Literature DB >> 9193187

Differential effects on portal and effective hepatic blood flow. A comparison between transjugular intrahepatic portasystemic shunt and small-diameter H-graft portacaval shunt.

A S Rosemurgy1, E E Zervos, S E Goode, T J Black, B R Zwiebel.   

Abstract

OBJECTIVE: This study was undertaken to determine the effects of transjugular intrahepatic portasystemic shunt (TIPS) and small-diameter prosthetic H-graft portacaval shunt (HGPCS) on portal and effective hepatic blood flow. SUMMARY BACKGROUND DATA: Mortality after TIPS is higher than after HGPCS for bleeding varices.
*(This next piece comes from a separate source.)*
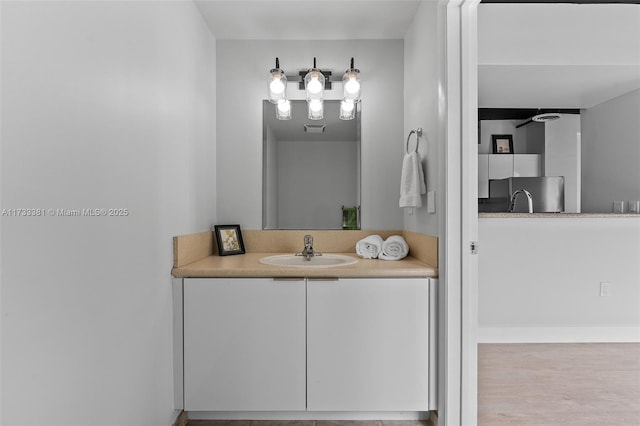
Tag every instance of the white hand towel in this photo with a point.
(394, 248)
(412, 183)
(369, 247)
This higher mortality is because of hepatic failure, possibly a result of excessive diminution of hepatic blood flow.
METHODS: Forty patients randomized prospectively to undergo TIPS or HGPCS had effective hepatic blood flow determined 1 day preshunt and 5 days postshunt using low-dose galactose clearance. Portal blood flow was determined using color-flow Doppler ultrasound.
RESULTS: Treatment groups were similar in age, gender, and Child's class. Each procedure significantly reduced portal pressures and portasystemic pressure gradients. Portal flow after TIPS increased (21 mL/second +/- 11.9 to 31 mL/second +/- 16.9, p < 0.05), whereas it remained unchanged after HGPCS (26 mL/second +/- 27.7 to 14 mL/second +/- 41.1, p = n.s.). Effective hepatic blood flow was diminished significantly after TIPS (1684 mL/minute +/- 2161 to 676 mL/minute +/- 451, p < 0.05) and was unaffected by HGPCS (1901 mL/ minute +/- 1818 to 1662 mL/minute +/- 1035, p = n.s.).
CONCLUSIONS: Both TIPS and HGPCS achieved significant reductions in portal vein pressure gradients. Portal flow increased after TIPS, although most portal flow was diverted through the shunt. Effective hepatic flow is reduced significantly after TIPS but well preserved after HGPCS. Hepatic decompensation and mortality after TIPS may be because, at least in part, of reductions in nutrient hepatic flow.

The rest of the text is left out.